Germany expelled two Russian diplomats in protest at Moscow’s perceived lack of cooperation with the investigation shortly after the murder.
On charging Krasikov last year, prosecutors said they believed Russia had ordered the killing.
The suspect is accused of approaching Kavtarashvili from behind on a bicycle and firing two shots from a Glock 26 pistol equipped with a silencer.
After the victim fell to the ground, Krasikov is then accused of shooting him in the head, killing him on the spot, before getting back on his bicycle and fleeing.
Police divers later recovered the Glock handgun, a wig and a bicycle from the nearby Spree river.
– Mistaken identity? –
Calling for Krasikov to be jailed for life as they summed up their case last week, prosecutors said they had identified him as a “commander of a special unit of Russian secret services FSB”.
“He liquidated a political opponent as an act of retaliation,” prosecutor Lars Malkies told the court.
But in an earlier hearing, the defendant had told the court through his lawyer Robert Unger that he should be identified only as Vadim Sokolov, who is “Russian, single and a construction engineer”.
He denied being known as Krasikov, saying “I know of no one by this name”.
Prosecutors say the defendant travelled as a tourist in the days before the murder, arriving on August 17 in Paris where he visited sights before travelling to Warsaw.
Photos of his tourist cover were found on a mobile phone in the Polish hotel where he stayed before heading to Berlin on August 22.
Krasikov was arrested after the killing, which took place just minutes away from the German chancellery and parliament.
The trial has spanned a period of particularly rocky ties between Berlin and Moscow over a series of espionage cases, as well as the poisoning and jailing of Kremlin critic Alexei Navalny.

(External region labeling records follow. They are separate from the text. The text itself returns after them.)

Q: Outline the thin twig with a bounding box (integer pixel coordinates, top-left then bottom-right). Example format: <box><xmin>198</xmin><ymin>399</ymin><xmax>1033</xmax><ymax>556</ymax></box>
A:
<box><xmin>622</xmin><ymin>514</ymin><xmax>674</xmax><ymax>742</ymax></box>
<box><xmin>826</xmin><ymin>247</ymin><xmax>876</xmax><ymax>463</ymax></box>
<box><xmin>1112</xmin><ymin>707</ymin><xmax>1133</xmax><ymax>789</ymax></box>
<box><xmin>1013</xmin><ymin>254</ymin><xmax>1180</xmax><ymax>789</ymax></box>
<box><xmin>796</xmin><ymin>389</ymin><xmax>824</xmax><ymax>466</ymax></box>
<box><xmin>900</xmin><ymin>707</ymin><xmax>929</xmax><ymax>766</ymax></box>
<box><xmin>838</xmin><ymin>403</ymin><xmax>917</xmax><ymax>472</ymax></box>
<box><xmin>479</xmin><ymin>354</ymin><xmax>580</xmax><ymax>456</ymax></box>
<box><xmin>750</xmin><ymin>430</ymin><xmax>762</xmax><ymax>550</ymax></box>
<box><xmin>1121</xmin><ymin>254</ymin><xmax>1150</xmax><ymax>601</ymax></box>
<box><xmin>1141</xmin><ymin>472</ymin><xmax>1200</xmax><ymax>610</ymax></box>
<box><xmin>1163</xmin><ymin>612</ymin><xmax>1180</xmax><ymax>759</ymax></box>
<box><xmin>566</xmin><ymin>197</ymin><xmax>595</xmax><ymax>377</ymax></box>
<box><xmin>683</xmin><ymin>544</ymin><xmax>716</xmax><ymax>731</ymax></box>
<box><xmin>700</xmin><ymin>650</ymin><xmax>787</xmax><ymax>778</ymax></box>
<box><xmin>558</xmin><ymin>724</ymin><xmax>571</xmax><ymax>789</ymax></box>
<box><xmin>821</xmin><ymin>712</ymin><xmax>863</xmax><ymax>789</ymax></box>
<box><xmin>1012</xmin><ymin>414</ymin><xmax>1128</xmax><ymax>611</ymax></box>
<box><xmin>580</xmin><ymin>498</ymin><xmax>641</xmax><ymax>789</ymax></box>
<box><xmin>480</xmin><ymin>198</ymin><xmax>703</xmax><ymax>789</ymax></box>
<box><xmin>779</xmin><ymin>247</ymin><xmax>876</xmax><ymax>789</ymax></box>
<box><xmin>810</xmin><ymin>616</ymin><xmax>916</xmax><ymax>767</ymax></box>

Russia denies all allegations over the Berlin murder, espionage and Navalny’s poisoning.
– Ukraine tensions –
The verdict also comes at a time of escalating tensions with Russia, which stands accused by the West of planning an invasion of Ukraine and massing tens of thousands of troops near its neighbour’s border.
Germany’s new government has taken a sharp tone with Moscow, warning that it will not approve the controversial Nord Stream 2 gas pipeline from Russia in the event of any new “escalation” in Ukraine.
Chancellor Scholz issued a fresh warning on Wednesday, saying Russia would pay “a high price” if it invaded Ukraine.
“If the court should indeed assume a political contract killing, the German government would have to draw consequences,” Der Spiegel weekly wrote.
New Foreign Minister Annalena Baerbock would face “her first major test”, it added.
– ‘Very cruel’ –
Russian President Vladimir Putin has described the Tiergarten victim as a “fighter, very cruel and bloody” who had joined separatists against Russian forces in the Caucasus and also been involved in bombing attacks on the Moscow metro.
Moscow also said it had been seeking his extradition.
According to German media, the victim survived two assassination attempts in Georgia before seeking asylum in Germany, where he had been living for the past few years.
In another recent incident, a Russian diplomat was found dead outside the country’s embassy in Berlin in October.
Der Spiegel magazine said the man was related to a high-ranking official of the FSB’s second directorate — a unit that Western secret services say was involved in the Tiergarten killing.
Russia’s mission confirmed the death and called it a “tragic accident”.